“Son of man, I have made thee a watchman unto the house of Israel: therefore hear the word at my mouth, and give them warning from me.” – Ezekiel 3:17
The watchman is a picturesque figure in Old Testament history. We recall the picture of the watchman posted upon the roof in a city beyond Jordan, where David awaited news of the battle with his rebellious son Absalom, announcing to King David one runner, and then another who came with tidings. And there is the watchman on the tower of Jezreel who gave warning of the approach of Jehu, driving furiously in his chariot up the valley from the Jordan.
It was the duty of the watchman to see in the distance an approaching enemy and to give warning of the danger. And if he saw the danger and failed to give the alarm, we are told by the prophet Ezekiel that he would be held accountable for the harm that fell upon the people.
Another duty of the watchman was to watch for the breaking of the dawn.

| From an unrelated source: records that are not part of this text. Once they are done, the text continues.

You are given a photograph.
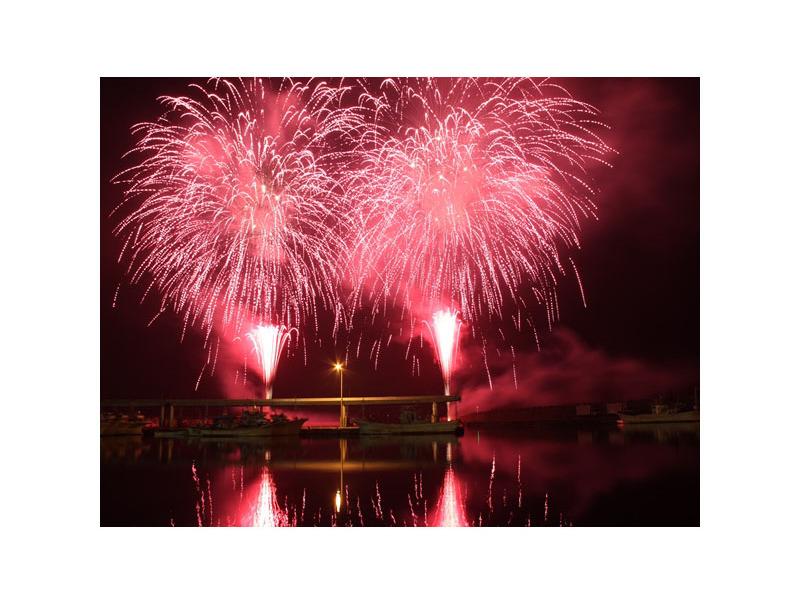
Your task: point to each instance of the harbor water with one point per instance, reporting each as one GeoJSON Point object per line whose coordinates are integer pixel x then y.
{"type": "Point", "coordinates": [643, 475]}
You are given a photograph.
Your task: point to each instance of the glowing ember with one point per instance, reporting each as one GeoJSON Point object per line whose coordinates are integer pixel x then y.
{"type": "Point", "coordinates": [268, 341]}
{"type": "Point", "coordinates": [445, 331]}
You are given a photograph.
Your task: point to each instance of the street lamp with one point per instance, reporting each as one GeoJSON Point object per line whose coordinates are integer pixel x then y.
{"type": "Point", "coordinates": [342, 419]}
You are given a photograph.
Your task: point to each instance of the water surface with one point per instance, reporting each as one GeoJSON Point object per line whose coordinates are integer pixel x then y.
{"type": "Point", "coordinates": [501, 476]}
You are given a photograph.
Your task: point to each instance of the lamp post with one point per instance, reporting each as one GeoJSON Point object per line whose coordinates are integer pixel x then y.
{"type": "Point", "coordinates": [342, 418]}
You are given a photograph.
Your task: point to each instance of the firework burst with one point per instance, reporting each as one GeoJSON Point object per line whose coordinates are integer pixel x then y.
{"type": "Point", "coordinates": [471, 194]}
{"type": "Point", "coordinates": [230, 213]}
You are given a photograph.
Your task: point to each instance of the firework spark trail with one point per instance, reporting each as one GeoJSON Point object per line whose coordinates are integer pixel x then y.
{"type": "Point", "coordinates": [470, 193]}
{"type": "Point", "coordinates": [266, 510]}
{"type": "Point", "coordinates": [451, 511]}
{"type": "Point", "coordinates": [232, 214]}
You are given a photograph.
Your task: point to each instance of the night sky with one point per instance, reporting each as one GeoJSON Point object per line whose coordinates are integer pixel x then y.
{"type": "Point", "coordinates": [640, 267]}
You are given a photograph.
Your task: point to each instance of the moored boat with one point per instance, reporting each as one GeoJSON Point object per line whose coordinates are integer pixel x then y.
{"type": "Point", "coordinates": [409, 424]}
{"type": "Point", "coordinates": [112, 424]}
{"type": "Point", "coordinates": [250, 424]}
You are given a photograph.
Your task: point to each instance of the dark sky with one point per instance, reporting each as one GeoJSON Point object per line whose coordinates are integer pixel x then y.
{"type": "Point", "coordinates": [639, 263]}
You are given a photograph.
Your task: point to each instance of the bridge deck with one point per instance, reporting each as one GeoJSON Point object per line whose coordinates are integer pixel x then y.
{"type": "Point", "coordinates": [283, 402]}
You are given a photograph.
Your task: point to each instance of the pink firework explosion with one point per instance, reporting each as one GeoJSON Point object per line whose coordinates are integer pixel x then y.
{"type": "Point", "coordinates": [233, 201]}
{"type": "Point", "coordinates": [230, 213]}
{"type": "Point", "coordinates": [473, 190]}
{"type": "Point", "coordinates": [470, 194]}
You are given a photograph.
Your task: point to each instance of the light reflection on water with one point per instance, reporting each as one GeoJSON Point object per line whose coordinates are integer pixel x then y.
{"type": "Point", "coordinates": [498, 477]}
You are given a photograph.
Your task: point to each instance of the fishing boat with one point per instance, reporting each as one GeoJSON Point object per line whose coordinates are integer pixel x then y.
{"type": "Point", "coordinates": [250, 424]}
{"type": "Point", "coordinates": [409, 424]}
{"type": "Point", "coordinates": [113, 424]}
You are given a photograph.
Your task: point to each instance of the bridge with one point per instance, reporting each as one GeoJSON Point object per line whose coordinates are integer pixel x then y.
{"type": "Point", "coordinates": [286, 403]}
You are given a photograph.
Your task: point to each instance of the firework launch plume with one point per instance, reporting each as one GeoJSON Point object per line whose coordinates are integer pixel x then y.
{"type": "Point", "coordinates": [445, 333]}
{"type": "Point", "coordinates": [268, 341]}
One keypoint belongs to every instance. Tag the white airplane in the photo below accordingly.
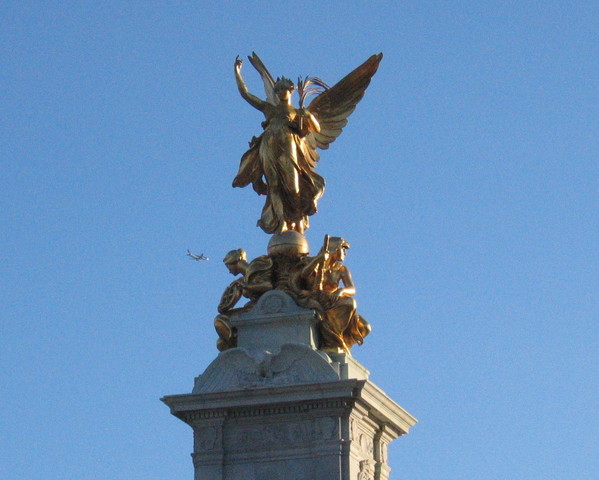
(199, 257)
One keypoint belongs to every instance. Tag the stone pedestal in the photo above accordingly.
(276, 408)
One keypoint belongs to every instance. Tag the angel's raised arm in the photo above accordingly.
(243, 90)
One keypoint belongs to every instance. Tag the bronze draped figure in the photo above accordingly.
(281, 162)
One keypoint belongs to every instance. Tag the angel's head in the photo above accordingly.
(284, 88)
(338, 247)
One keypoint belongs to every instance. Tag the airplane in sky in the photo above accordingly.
(199, 257)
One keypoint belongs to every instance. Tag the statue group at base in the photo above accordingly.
(321, 283)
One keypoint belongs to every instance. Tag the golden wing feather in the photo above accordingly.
(333, 106)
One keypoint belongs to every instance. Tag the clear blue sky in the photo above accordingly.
(466, 182)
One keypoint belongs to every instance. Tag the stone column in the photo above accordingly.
(276, 408)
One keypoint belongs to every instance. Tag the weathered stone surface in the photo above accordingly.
(317, 431)
(276, 408)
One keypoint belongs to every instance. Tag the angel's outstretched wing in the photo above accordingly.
(269, 83)
(332, 107)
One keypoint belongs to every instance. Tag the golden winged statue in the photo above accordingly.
(281, 162)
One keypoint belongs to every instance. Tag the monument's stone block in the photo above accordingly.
(276, 408)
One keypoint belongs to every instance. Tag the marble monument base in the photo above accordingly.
(277, 408)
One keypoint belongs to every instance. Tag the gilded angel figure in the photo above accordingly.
(281, 162)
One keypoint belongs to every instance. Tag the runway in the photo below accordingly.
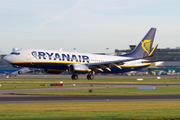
(8, 96)
(87, 98)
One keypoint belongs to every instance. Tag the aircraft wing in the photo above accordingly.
(110, 63)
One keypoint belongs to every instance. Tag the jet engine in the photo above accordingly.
(79, 68)
(53, 71)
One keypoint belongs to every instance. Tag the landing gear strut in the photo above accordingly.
(90, 77)
(74, 76)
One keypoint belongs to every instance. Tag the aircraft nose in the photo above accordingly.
(6, 58)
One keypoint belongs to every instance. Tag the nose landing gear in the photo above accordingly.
(74, 76)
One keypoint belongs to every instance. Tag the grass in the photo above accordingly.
(112, 91)
(109, 110)
(98, 79)
(147, 110)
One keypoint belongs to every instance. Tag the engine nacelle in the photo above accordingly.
(53, 71)
(79, 69)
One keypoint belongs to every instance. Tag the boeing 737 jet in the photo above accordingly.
(82, 63)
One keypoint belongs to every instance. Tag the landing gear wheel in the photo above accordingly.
(90, 77)
(74, 77)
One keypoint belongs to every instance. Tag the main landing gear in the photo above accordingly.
(74, 76)
(89, 76)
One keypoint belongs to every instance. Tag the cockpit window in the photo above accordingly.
(14, 53)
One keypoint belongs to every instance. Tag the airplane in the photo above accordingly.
(11, 72)
(84, 63)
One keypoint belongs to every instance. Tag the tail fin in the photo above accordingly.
(144, 48)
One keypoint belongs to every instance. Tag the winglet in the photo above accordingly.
(151, 54)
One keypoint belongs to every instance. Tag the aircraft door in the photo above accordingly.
(28, 53)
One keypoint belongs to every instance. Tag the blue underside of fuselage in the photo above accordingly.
(64, 66)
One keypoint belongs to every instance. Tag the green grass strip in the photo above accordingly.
(131, 110)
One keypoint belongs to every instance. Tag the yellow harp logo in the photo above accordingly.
(146, 45)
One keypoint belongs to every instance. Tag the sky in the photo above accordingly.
(90, 26)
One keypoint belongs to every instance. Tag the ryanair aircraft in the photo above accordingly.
(56, 62)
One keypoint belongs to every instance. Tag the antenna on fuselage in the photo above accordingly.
(14, 49)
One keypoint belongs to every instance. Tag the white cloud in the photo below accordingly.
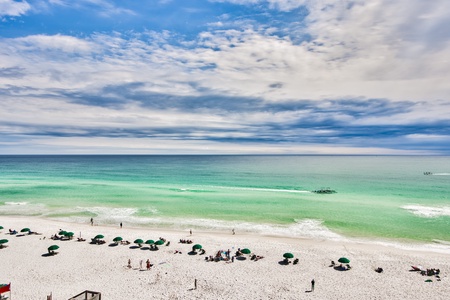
(13, 8)
(57, 42)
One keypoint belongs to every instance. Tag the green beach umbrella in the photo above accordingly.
(52, 248)
(159, 242)
(246, 251)
(69, 234)
(117, 239)
(344, 260)
(196, 247)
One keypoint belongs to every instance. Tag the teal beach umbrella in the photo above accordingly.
(344, 260)
(246, 251)
(196, 247)
(159, 242)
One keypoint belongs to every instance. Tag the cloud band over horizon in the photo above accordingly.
(225, 77)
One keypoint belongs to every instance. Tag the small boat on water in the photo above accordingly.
(324, 191)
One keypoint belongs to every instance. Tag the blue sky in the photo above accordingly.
(225, 77)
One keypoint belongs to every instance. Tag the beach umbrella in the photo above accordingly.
(159, 242)
(196, 247)
(246, 251)
(3, 241)
(139, 242)
(52, 248)
(69, 234)
(344, 260)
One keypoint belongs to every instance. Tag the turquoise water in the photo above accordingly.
(381, 197)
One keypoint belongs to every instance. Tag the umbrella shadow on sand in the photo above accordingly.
(48, 254)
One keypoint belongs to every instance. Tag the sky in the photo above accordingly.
(225, 77)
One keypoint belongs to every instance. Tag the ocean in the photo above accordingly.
(386, 199)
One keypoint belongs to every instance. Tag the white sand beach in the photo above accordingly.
(80, 266)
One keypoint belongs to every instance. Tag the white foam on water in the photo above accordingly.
(428, 211)
(257, 189)
(16, 203)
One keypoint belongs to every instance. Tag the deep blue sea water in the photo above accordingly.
(386, 198)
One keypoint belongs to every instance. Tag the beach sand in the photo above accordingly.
(80, 266)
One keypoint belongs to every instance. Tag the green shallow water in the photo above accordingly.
(382, 197)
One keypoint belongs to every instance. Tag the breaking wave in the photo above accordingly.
(428, 211)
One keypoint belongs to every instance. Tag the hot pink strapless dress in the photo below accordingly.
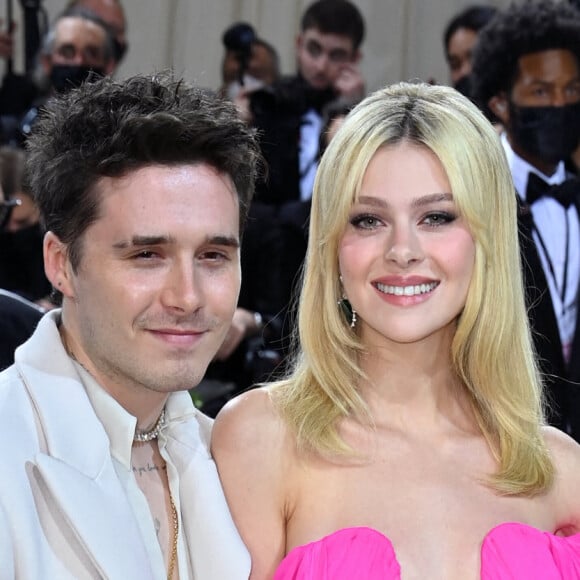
(510, 551)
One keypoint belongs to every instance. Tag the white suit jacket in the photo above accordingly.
(63, 512)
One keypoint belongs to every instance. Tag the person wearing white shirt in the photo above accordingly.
(526, 69)
(143, 186)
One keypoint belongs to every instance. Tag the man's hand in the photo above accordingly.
(350, 83)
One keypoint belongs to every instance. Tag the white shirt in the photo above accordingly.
(308, 152)
(120, 428)
(550, 223)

A vivid picture is given us of the watchman in Jerusalem, standing on the high pinnacle of the temple watching for the first beams of the morning sun to appear above the Mount of Olives. Then with the threefold blast of the silver trumpets the signal was given to proceed with the morning sacrifice, and the city awakened to its busy life. This watching for the day is suggested in the passage from Isaiah: “Watchman, what of the night? Watchman, what of the night? The watchman said, The morning cometh, and also the night,” and in the familiar Psalm: “My soul waiteth for the Lord more than they that watch for the morning: I say, more than they that watch for the morning.”